As a bi guy, I am, of course, attracted to men and women, but I always felt I had to "pick a side." I love being in a relationship with one person, but there used to be a part of me that felt shut off.
Society puts a lot of unspoken expectations on how men are supposed to act. I felt I had to play a masculine role with a woman and even feared I wasn't "queer enough" to be with a man.
I never knew where I was at. There were different energies inside me that shifted back and forth. Masculine and feminine vied for attention within me, and it was incredibly confusing. So I never knew how to act on dates with anybody.
This led me to feel deeply anxious, dissociated, and alone. That continued until I dated a couple, and we became a throuple.
I was alone in a bar one night and started chatting to a hetero-presenting couple
They didn't stand out to me as attractive. I don't think I'd have noticed them if they'd been by themselves, but there was something strangely enthralling about their energy.
They were super into each other; the guy had his hand around his partner's waist. They were affectionate and tactile. Despite being so interested in each other, they also seemed fascinated by me. I wasn't quite sure how to react.
At first, I thought the man was hitting on me. I wondered whether he was gay and disrespecting his partner, but then I noticed that she was flirting with me as well.
A lifetime of hetero-monogamous social conditioning had left me woefully unprepared for this situation. I went into a state of "bi panic," not knowing how to respond. Normally, with a girl, I would react in a certain way — there would be rules to follow — and the same for a guy. But this was uncharted territory.
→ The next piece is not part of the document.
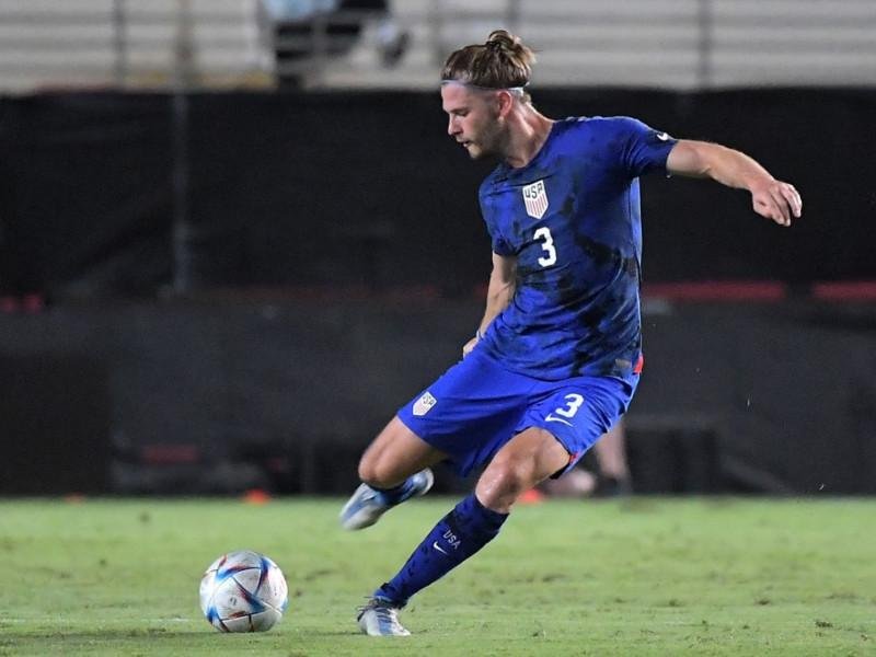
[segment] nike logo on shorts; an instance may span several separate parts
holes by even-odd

Then it dawned on me: What if there was no "set way" to be at all? This moment changed my life profoundly. Instead of filtering myself to fit with either of them, I let go and simply allowed my instinct to take the lead.
For the first time as a queer person, I trusted myself completely. There were no rules, no norms, no expectations in our throuple. It was like being a kid in a candy store. Masculine and feminine energies flowed back and forth between us like a game of pingpong; it was life-changing.
We met several times and had the most mesmerizing experiences together
Sometimes they both paid me attention, putting me in control. To feel a sense of playful dominance over both a man and a woman felt phenomenal.
Other times they would take the lead, allowing me to rest into an almost infantile submission. I felt safe and protected between these strong masculine and feminine figures.
Sometimes both of us men would envelop the female in our arms. Watching her enjoy this was electrifying. Other times we would both be submissive to her. This role reversal broke apart so many of the restrictive structures that had kept me trapped for so long.
Following this, I had dates with other couples, which were similarly mind-blowing. It's some of the best sex I've ever had. It opened up so many parts of me that I never knew existed.
These experiences have taught me that the roles I play in life are not restricted by my body or gender
That first couple I dated for a few months opened my eyes to the diversity and variety of human interaction. It's all out there to enjoy.
Above all, dating couples has made me feel like a whole human being. I know I'm desirable, worthy, and valid just as I am — without playing a set role. This is something that I carry in my heart every day.
Now whenever I meet someone — of any gender — I remember that beautiful moment all those years ago. I let my body feel the energy and guide me to wherever it wants to go.